Climbing rocks with the right life insurance is better than without. But can you even get cover?
Rock climbing is an adventure sport that sits somewhere in the middle of the risk scale; not quite as dangerous as base jumping, but perhaps more risk than scuba diving or snowboarding. So if you’re a rock climbing enthusiast looking for life insurance, expect to pay higher than normal premiums for your cover.
What types of risks does rock climbing include?
Even if you take every precaution when you go rock climbing, it is still a dangerous sport and things can go wrong that are completely out of your control. Common risks faced by rock climbers include the following:
- Falling rocks can strike you from above and even knock you from the cliff face.
- Climbing ropes can be compromised and possibly severed on sharp rock edges.
- The weather can suddenly turn bad, trapping you on a mountain or making a descent impossible.
- You can miscalculate the time available and run out of daylight while still climbing.
- Anchors that have not been properly rigged can give way, causing you to fall.
Injury and death statistics for rock climbing
Rock climbing is the world’s fastest-growing adventure sport, so accident statistics will no doubt grow along with its popularity. But if you look at research carried out over the past few years, some trends are already apparent.
According to a 2014 study entitled Accidents in North American Mountaineering, the biggest contributing causes to climbing accidents in the US between 1951 and 2012 were: climbing without a rope, exceeding one’s abilities, and not having adequate protection and equipment. The major types of injuries incurred were: fractures, lacerations, The major types of injuries incurred were: fractures, lacerations, sprains and bruises. As far as fatalities are concerned, a study by the Rocky Mountain Rescue Group (RMRG) in Boulder, Colorado found that the majority of climbing fatalities in Eldorado Canyon State Park occurred as a result of lead fall, lowering off ropes and rock falls.
What information will an insurer require?
There are a number of questions an insurer may ask you in relation to your rock climbing activities. Your answers will help determine the level of risk you represent. They may ask you about the following:
- Your training and level of experience
- Your age and level of physical fitness
- Any climbing licenses or qualifications you have
- Any memberships of climbing associations or clubs
- How many times you climb in a year
- Whether you participate in competitions or record attempts
- Whether you are a recreational or professional climber
- The type and extent of safety equipment you use
What specific factors can affect premiums and type of cover?
Specific factors that may affect how much you pay, how you are covered, and if you can be covered at all can include the following:
- The type of climbing you do. Rock climbing is a term that encompasses the entire spectrum from trail hiking and bouldering right up to canyoning and free climbing (climbing unroped).
- Whether you climb alone or with a group. Climbing alone is considered highly dangerous, as there is no one to help you if you get into trouble.
- How often you climb. Some insurers impose maximum limits on the amount of climbs you can do in a year.
- How high you climb. Mountaineering can involve climbing at high altitudes, where altitude sickness can be a risk factor.

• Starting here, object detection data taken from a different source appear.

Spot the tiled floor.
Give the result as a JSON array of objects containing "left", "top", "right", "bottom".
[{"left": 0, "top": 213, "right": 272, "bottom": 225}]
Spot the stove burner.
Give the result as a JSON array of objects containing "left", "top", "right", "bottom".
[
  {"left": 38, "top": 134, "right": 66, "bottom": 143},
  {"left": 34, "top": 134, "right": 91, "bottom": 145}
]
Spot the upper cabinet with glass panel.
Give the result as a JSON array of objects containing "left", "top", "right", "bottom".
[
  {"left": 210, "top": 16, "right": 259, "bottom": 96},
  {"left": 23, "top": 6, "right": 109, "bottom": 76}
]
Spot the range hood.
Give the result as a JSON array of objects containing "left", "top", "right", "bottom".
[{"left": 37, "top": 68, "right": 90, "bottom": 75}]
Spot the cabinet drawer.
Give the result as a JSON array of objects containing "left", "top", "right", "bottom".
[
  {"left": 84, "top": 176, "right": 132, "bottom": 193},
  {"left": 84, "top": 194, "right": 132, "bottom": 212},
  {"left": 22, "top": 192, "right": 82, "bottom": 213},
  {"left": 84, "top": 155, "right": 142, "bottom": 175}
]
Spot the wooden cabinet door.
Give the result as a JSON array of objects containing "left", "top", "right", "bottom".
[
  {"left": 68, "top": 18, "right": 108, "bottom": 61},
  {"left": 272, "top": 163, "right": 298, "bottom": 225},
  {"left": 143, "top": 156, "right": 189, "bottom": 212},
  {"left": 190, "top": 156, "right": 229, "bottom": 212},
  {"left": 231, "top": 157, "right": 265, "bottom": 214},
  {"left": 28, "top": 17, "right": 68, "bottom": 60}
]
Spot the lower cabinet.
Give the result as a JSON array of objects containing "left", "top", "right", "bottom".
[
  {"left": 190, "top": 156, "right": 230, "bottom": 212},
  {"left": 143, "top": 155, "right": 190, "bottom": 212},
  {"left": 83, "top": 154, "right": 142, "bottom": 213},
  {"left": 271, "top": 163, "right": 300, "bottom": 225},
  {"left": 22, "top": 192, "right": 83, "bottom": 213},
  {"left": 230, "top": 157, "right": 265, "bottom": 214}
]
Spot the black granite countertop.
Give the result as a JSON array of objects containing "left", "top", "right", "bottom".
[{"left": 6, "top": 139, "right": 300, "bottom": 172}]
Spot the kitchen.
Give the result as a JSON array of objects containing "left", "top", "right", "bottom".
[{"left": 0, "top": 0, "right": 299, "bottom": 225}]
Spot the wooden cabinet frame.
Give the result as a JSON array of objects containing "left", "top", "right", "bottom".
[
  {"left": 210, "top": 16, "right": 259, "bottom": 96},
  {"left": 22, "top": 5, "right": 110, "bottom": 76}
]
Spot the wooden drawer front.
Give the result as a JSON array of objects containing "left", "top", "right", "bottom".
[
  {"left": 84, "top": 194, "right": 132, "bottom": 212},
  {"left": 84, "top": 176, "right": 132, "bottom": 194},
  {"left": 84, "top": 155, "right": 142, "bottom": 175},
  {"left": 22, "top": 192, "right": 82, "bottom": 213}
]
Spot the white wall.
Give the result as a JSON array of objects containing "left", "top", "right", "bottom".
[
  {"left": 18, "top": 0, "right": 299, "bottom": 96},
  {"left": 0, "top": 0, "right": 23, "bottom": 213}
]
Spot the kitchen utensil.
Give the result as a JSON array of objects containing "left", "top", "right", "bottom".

Three ways you can be covered
Most providers will offer rock climbers life insurance as long as the level of risk is not too high. The three types of cover they will normally offer are as follows:
- Premium loading. You will be charged a percentage loading of anywhere from 25% to 300% above the standard premium cost, depending on your level of risk.

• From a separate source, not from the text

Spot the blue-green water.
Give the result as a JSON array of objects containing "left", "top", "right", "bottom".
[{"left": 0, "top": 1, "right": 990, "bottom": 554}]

- Exclusion. Rock climbing will be excluded from your cover. This means that any death or injury related to participation in rock climbing will not be covered by your policy, although you’ll still receive the other benefits of life insurance protection.
- Normal insurance. In some cases you’ll be charged as normal; for example, if you only participate in indoor rock climbing with harnesses.
Am I covered professionally?
Most insurers will not cover you if you climb in a professional capacity such as a rock climbing guide or climbing instructor. This is because the more often you climb, the higher the statistical likelihood that you will have an accident.
Can I get specialized cover for rock climbing?
If you are a professional rock climber, you will need to find a specialty insurer that is prepared to cover you. Employing an insurance broker might be the best way to search for and identify this type of cover.